LES BLOGS

Des points de vue et des analyses approfondis de l'actualité grâce aux contributeurs du Huffington Post

Ismael Zniber Headshot

Salé et Grenade, des cousines par translation culturelle

Publication: Mis à jour:
Imprimer

Ressemblance frappante entre l'art nasride grenadin et l'art mérinide marocain.
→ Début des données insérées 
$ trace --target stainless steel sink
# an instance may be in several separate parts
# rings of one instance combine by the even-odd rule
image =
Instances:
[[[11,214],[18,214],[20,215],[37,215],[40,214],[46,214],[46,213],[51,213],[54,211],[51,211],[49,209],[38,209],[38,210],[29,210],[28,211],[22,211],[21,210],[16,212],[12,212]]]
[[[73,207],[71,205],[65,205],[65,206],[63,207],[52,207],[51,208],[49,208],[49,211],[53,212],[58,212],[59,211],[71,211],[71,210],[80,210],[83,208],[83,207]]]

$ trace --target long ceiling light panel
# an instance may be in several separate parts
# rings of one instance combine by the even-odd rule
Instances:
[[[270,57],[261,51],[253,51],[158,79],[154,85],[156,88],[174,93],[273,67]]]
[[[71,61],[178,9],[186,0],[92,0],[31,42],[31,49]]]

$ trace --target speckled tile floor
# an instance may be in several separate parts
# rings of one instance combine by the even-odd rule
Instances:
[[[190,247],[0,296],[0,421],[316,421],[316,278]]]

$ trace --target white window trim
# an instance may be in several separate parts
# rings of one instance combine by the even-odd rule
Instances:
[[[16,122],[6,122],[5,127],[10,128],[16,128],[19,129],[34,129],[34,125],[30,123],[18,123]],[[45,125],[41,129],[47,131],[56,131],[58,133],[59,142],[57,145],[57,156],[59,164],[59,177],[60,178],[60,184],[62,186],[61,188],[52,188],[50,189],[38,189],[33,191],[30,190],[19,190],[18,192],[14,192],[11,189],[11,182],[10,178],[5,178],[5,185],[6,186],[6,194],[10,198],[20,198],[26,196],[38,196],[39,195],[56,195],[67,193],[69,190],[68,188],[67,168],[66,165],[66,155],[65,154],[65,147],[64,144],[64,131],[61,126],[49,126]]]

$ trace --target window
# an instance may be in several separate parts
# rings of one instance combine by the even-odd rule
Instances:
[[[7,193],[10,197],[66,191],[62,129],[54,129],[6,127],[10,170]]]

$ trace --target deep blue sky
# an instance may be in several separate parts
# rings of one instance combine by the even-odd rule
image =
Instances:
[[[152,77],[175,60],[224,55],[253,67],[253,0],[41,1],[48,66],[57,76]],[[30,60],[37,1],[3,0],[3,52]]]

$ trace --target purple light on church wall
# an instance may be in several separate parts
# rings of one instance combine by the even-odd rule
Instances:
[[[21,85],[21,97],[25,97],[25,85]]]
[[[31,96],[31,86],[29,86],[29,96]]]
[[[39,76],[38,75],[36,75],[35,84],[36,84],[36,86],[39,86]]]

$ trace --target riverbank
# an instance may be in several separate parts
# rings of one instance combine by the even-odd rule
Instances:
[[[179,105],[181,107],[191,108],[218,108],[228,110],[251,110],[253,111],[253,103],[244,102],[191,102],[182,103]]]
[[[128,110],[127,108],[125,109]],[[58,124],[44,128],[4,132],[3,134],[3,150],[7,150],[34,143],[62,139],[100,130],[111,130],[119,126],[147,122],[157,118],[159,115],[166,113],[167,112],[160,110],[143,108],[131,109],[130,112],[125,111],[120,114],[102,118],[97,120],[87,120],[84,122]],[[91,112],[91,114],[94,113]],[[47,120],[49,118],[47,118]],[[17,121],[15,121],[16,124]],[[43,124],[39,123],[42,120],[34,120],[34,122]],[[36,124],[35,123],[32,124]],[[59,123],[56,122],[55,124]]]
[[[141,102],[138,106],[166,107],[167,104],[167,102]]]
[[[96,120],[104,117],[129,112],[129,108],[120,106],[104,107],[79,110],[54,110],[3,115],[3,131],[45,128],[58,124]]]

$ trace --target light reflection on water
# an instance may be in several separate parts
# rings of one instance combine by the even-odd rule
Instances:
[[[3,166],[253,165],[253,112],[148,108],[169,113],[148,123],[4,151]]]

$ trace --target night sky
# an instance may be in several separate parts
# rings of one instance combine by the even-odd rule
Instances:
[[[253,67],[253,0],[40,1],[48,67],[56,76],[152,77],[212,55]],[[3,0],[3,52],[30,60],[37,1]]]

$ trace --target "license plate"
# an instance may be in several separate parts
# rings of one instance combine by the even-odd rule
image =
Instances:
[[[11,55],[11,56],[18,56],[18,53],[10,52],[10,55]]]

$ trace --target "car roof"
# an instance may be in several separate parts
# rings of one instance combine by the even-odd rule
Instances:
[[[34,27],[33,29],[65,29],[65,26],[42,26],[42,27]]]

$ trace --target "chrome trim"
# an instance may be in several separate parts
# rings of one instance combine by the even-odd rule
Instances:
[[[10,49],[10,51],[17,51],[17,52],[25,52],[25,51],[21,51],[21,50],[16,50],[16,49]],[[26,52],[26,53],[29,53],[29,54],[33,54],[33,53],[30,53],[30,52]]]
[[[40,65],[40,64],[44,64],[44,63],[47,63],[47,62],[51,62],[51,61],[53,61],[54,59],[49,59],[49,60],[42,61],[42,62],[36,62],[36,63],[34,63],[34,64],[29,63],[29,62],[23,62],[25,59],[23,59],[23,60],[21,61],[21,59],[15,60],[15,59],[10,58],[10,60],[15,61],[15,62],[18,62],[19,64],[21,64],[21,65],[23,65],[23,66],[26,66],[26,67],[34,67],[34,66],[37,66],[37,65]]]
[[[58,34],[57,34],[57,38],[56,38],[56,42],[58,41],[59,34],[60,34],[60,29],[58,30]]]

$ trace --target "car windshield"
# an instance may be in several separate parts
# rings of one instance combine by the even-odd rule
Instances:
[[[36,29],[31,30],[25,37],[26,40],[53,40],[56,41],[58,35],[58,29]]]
-À droite: Le mihrab de la salle de l'oratoire du Partal à l'Alhambra de Grenade, construit par Yusuf Ier de Grenade (1333-1354)
-À gauche: Le mihrab de la médersa mérinide de Salé construite par le sultan du Maroc Abu al-Hassan Ben Uthman entre 1333 et 1348

sale grenade

Les similitudes entre les architectures nasride et mérinide qui ont brillé par leur raffinement, leur goût "baroque" de la profusion et leur horreur du vide montrent non seulement que le Maroc est héritier de la culture d'Al-Andalus mais que le Maroc et Al-Andalus faisaient partie d'un même ensemble territorial d'abord et culturel ensuite et ce depuis les Omeyyades de Cordoue en passant par les Almoravides et les Almohades qui régnaient alors de part et d'autre de la Méditerranée jusqu'aux Mérinides.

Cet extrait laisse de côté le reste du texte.